Brazil's plans to build its first nuclear submarine within 10 years are well on way to implementation despite skepticism about the Latin American country's technology transfer partnership with France.
Brazilin President Dilma Rousseff says a new shipbuilding facility set up for submarine construction will manufacture its first conventional submarine in 2015 and the first nuclear submarine in 2025.
Brazilian company Ordebrecht is the lead local partner in the joint venture with French shipbuilder DCNS. The project is based at a Brazilian navy facility at Sepetiba Bay, south of Rio de Janeiro.
The government says the shipyard program calls for $3.95 billion in spending but independent industry analysts say that is unlikely to be the final cost of the project.
Brazil's plans for building a nuclear-powered submarine gained momentum with the discovery of vast quantities of oil and natural gas reserves under the seabed and on the outer limits of the country's territorial waters.

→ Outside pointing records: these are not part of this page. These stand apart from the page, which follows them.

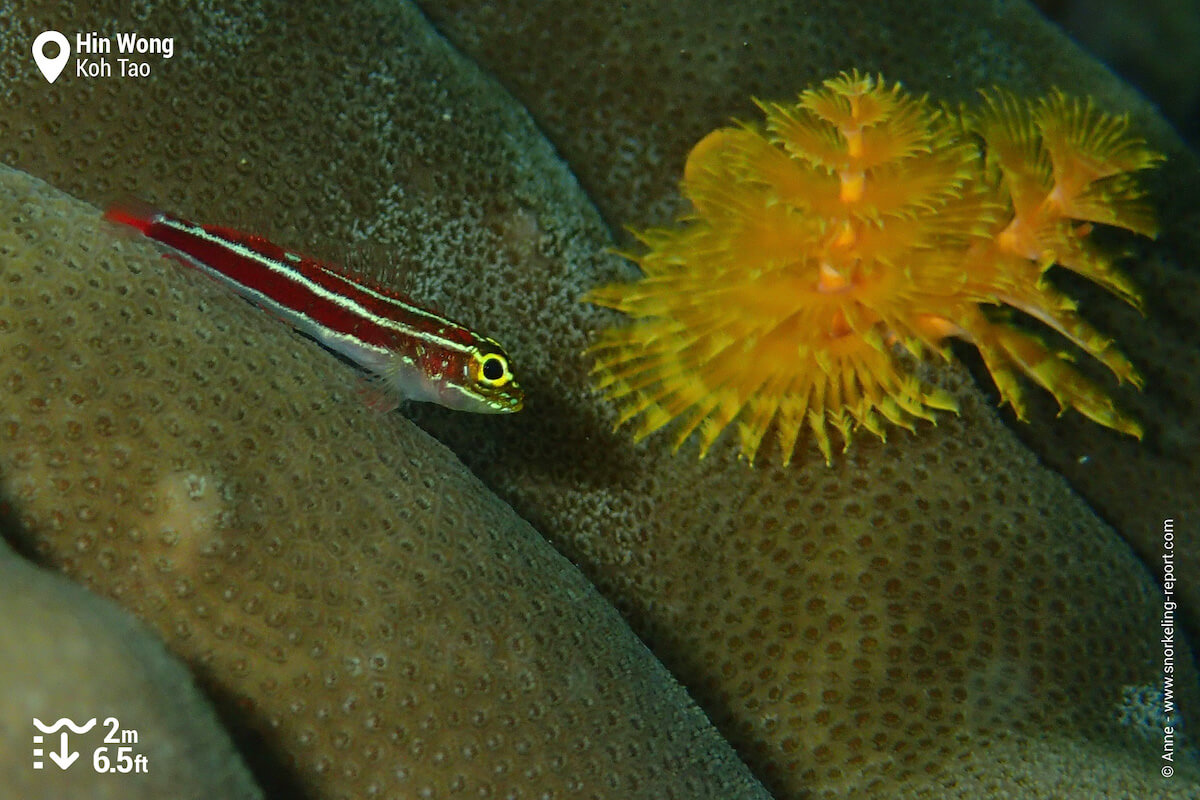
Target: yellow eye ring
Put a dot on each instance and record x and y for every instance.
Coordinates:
(492, 368)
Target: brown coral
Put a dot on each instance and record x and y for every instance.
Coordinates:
(67, 653)
(625, 90)
(917, 575)
(370, 620)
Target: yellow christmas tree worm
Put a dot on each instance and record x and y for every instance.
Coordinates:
(857, 224)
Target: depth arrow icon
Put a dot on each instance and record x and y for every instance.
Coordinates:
(64, 758)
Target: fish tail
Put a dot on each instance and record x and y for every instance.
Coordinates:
(135, 214)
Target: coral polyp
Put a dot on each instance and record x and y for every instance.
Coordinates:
(859, 229)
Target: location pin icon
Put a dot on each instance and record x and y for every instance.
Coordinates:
(52, 67)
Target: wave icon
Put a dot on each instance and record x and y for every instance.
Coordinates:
(65, 723)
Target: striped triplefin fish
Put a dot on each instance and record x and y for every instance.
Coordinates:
(414, 353)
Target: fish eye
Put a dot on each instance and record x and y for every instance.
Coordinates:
(493, 370)
(493, 367)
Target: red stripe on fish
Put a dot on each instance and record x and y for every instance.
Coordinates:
(417, 353)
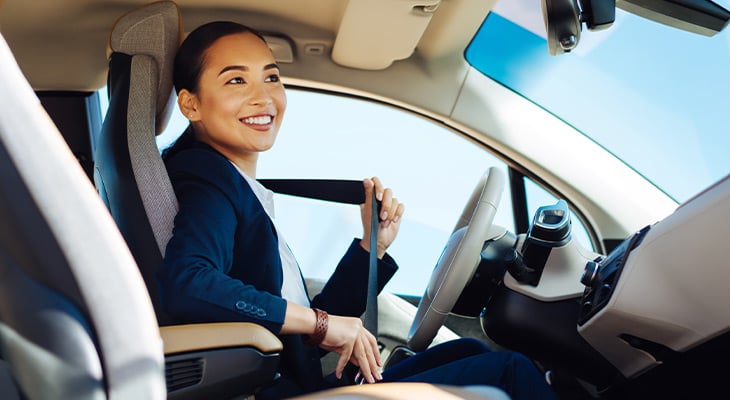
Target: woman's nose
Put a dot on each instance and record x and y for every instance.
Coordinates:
(259, 95)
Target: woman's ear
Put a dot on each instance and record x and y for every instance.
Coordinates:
(188, 104)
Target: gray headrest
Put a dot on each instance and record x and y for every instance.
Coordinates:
(155, 30)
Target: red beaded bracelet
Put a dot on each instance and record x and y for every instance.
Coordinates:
(320, 328)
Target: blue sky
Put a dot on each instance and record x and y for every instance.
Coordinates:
(655, 96)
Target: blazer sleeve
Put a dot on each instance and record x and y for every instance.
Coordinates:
(193, 280)
(345, 293)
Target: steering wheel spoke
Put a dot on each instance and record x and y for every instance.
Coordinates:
(458, 261)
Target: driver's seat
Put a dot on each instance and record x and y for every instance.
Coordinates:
(128, 170)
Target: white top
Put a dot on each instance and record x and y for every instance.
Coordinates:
(293, 286)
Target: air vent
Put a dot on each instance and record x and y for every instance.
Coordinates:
(183, 373)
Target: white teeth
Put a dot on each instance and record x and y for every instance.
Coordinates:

Brazilian military planners said rapid-response naval defenses were required to guard the country's oil wealth and conventional submarines won't be enough. Brazil plans to build up to four conventional submarines and a nuclear-powered submersible in the coming decades.
The huge capital-intensive project depends on Brazil continuing to have a steady growth and disposal income from exports of commodities, energy and manufactured goods.
Brazilian confidence in implementing the multibillion-dollar program has taken a few knocks this year with a slowing of growth and decrease in earnings from exports because of an over-valuation of national currency real.
However, Brazil's economy is still the world's fifth largest by nominal national earnings and the sixth largest by purchasing power parity. Officials say Brazil can afford the defense spending, countering skeptics who say the military outlay over the next decades may become an economic and social burden for Brazil's 200 million people.
Opening the shipyard, Rousseff said, "This facility allows our country to affirm itself on the world stage and, above all, develop in an independent sovereign way."
Brazil's neighbors Chile and Argentina have also announced increased military spending.
The shipyard will make metal hull structures for four conventional diesel-electric Scorpene class attack submarines and eventually a fifth submarine powered by a nuclear reactor.
Brazil says it will share French technology in the project but wants to develop the nuclear reactor with its own technology. Critics have questioned Brazil's choice of France as its partner, arguing better technologies exist elsewhere. Brazil's answer has been that it wants eventually to develop its own industry.
Brazil has campaigned for permanent membership of the U.N. Security Council, citing its regional prominence. Its entry into the nuclear club will give Brazil a status similar to that of the permanent five Security Council members -- the United States, Russia, France, Britain and China -- and India, another contender for permanent membership of the council.
Brazil launched its nuclear program in the 1950s and under military dictatorship was accused of seeking to make weapons of mass destruction. U.S. pressure forced the military to abandon the project.
Leading Brazilian defense manufacturer Embraer is competing with U.S. and European companies for market share. Last week Embraer won its first U.S. military contract for the sale of 20 Super Tucano light attack aircraft for use in Afghanistan, despite competing offers from rival U.S. manufacturers.